I have stayed leery of the trap door of misunderstanding that creaks beneath all people in inter-racial settings. So when the reservation lady at Super Shuttle at Reagan swooped down to pick up my coat where it had slid to the floor, a gesture that from a black person to a white person might seem a bit too servile, I was hopeful that the times had been a-changin’.
Gentleness among strangers kept coming through the Inauguration festivities as if the metropolis had been sprinkled with fairy dust. Going to a run-down part of DC for National Service Day, I was led nine blocks by a young white woman who I met on the bus. Then, waiting at the bus stop to return, I was exhorted by an older black man about the values he’d been teaching in his “hood”. To every black male passerby he bellowed, “To God be the Glory!”
On a previous night my friend Kellie and I landed up at the wrong Smithsonian building in search of that night’s ball, and in our fussing over finery forgot our papers. With much effort the staff tracked down our ball and when it was known to be several blocks away, a building engineer named Vaughn Judd offered take us there. We thought he would walk us a bit and point it out. No. He drove us right to the door in his outsized pick up truck.
On Inauguration, Day I spied a Metro seat next to a woman who had splayed out her belongings; I asked her about it, as it would be the last sit for a long day. Dressed in seven shades of red down to her oversized glasses, she said, “Come on Baby, sit by me.” She told me about her grandchildren, her health issues, her journey from South Carolina. I told her about mountaintop removal mining and the pollution that comes with flicking on the lights. She had me write down notes for her of my reminders.
Where we exited at L’Enfant Plaza, movement in the crush of bodies soon came to a halt. Fully packed trains sped through in search of space to unload. We were several thousand people jammed wall to wall in a dimly lit crypt. An announcement implored us not to push as there was a medical emergency ahead. Twenty minutes later no movement. A few began a chant of Let Us Go, and an elder man gave his sonorous voice to warn us to quell any sort of panic. A woman was led up beside me crying with chest pains. Another woman collapsed. An elderly woman fell into the track behind us. It was a full hour until we trudged up two stories worth of paralyzed escalator stairs to the open street.
Out on the Mall, the crowds were every bit as tight.
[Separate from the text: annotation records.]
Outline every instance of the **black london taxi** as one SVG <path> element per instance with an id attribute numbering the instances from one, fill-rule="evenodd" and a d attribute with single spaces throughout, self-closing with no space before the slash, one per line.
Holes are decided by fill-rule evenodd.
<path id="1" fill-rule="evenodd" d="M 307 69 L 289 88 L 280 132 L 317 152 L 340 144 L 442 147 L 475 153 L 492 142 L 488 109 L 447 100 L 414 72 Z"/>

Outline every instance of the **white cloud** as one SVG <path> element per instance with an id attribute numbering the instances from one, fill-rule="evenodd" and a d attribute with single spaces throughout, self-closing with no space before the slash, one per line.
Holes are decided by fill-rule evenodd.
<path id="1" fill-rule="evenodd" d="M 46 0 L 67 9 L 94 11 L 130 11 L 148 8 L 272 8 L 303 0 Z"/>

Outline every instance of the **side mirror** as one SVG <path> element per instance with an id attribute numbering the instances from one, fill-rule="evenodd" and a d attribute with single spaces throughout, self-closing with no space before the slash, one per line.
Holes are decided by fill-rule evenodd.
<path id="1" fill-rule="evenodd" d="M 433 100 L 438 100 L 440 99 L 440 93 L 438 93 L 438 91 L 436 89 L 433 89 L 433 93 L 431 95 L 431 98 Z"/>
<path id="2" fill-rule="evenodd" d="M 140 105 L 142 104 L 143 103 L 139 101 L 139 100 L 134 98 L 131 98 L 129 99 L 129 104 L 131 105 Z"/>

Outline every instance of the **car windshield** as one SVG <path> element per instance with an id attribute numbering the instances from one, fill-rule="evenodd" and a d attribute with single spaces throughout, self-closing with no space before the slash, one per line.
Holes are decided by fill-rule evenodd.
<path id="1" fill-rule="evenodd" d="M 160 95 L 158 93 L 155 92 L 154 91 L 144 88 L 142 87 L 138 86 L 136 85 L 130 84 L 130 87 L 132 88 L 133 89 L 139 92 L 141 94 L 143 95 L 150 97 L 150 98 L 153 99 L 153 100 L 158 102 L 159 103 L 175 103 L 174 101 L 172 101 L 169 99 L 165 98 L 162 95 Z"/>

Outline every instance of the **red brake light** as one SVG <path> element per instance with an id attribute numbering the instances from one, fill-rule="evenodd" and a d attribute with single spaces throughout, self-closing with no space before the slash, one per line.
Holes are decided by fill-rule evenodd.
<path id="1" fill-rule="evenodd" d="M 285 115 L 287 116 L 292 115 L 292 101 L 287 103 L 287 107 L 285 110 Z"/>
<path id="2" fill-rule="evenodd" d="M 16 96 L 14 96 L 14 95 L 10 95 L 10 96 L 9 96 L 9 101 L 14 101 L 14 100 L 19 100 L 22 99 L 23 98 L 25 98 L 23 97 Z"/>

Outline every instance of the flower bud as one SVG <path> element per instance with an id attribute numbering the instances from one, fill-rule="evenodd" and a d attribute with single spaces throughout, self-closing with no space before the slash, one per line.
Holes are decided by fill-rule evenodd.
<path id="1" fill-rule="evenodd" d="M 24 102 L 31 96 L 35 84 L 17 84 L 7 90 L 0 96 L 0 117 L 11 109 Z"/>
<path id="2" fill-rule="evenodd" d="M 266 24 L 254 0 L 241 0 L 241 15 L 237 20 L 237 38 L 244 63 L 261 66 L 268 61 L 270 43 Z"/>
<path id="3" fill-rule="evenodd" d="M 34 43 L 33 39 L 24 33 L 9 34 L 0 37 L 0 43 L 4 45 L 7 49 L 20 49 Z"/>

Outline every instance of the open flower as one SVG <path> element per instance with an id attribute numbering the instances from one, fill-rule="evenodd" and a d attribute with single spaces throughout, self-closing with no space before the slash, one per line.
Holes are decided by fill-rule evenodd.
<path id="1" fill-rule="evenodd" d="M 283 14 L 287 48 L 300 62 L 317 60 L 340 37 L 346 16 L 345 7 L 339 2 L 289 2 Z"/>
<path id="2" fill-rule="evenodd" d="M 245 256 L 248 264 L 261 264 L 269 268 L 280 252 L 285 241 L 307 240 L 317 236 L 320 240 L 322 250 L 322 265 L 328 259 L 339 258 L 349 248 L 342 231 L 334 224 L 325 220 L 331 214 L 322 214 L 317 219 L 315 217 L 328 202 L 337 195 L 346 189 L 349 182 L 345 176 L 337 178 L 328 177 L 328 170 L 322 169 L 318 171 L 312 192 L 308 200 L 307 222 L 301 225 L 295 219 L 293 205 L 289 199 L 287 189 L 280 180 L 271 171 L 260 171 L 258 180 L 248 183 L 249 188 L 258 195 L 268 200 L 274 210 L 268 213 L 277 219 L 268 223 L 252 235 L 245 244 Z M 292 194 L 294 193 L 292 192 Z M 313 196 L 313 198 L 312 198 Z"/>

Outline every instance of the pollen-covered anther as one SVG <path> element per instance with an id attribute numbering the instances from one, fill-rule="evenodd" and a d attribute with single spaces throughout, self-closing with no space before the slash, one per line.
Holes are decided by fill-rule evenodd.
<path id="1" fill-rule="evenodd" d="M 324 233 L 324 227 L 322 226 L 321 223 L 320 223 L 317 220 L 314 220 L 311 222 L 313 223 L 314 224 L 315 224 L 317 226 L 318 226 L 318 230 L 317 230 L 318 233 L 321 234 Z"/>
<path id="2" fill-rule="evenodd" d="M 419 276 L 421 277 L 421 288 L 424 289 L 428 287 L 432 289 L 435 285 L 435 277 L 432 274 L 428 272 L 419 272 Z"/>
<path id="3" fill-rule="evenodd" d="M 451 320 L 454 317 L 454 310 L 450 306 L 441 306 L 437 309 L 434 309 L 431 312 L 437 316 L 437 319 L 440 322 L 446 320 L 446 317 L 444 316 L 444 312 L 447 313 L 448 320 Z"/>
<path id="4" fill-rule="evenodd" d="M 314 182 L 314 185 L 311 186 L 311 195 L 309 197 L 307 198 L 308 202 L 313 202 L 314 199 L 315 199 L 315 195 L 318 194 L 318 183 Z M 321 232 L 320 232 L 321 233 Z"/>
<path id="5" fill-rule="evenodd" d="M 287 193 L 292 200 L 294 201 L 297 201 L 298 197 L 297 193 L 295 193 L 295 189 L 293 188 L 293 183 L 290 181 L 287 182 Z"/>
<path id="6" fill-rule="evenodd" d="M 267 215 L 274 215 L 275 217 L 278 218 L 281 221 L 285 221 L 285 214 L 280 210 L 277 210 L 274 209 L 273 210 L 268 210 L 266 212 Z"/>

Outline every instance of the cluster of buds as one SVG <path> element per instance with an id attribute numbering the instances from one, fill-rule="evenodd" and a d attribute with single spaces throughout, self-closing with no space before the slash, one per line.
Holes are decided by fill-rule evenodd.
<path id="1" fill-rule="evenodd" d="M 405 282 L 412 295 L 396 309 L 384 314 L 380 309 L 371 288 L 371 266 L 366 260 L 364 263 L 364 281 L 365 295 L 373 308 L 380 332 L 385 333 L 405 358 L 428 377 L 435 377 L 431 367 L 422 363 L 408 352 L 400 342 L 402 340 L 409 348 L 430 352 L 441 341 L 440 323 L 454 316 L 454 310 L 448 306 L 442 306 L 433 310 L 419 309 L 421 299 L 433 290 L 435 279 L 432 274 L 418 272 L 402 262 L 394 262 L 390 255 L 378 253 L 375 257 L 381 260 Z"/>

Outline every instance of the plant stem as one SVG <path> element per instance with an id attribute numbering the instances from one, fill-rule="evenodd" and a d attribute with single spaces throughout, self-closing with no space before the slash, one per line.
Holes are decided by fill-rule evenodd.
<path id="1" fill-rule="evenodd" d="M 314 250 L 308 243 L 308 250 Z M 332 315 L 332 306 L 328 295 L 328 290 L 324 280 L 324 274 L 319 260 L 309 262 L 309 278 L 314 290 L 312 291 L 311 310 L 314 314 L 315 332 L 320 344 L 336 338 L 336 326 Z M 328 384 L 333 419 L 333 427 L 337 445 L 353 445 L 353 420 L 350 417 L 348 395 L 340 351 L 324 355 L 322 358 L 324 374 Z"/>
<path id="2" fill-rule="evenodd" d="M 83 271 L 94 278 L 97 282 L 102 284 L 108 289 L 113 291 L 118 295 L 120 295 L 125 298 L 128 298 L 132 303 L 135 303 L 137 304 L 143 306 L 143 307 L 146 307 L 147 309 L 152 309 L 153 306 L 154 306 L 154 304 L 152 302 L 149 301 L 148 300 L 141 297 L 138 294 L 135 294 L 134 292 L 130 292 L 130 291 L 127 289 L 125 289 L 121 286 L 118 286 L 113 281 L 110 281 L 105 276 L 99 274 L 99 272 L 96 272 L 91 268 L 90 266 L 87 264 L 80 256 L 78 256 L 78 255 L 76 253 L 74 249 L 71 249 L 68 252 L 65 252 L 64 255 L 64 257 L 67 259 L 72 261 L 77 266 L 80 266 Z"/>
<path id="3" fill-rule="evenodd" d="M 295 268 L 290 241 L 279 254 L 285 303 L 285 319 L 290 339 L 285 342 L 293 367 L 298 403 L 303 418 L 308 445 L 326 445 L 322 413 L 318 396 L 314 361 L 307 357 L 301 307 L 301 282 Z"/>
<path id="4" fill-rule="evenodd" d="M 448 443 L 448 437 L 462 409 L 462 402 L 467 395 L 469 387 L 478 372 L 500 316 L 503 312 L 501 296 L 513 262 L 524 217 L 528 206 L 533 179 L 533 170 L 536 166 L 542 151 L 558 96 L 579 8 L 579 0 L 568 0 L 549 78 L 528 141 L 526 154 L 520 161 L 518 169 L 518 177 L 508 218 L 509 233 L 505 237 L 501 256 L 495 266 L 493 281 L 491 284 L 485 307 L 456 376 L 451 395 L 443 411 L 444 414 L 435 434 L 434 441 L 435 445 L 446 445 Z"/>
But the air was open and the cold was tempered by our packed bodies. Men let women lean up on their shoulders, binoculars were passed around, and women took turns stepping up on barricades to gain height. I was completely unconcerned about my wallet in my pack on my back. Among the 1.8 million people there, no arrests came that day. Our numbers made for danger in the most packed spaces, but each person assured safety and welcome.
Elizabeth Alexander’s poem foretold the esprit de corps: “In today’s sharp sparkle, this winter air, anything can be made, any sentence begun…walking forward in that light.”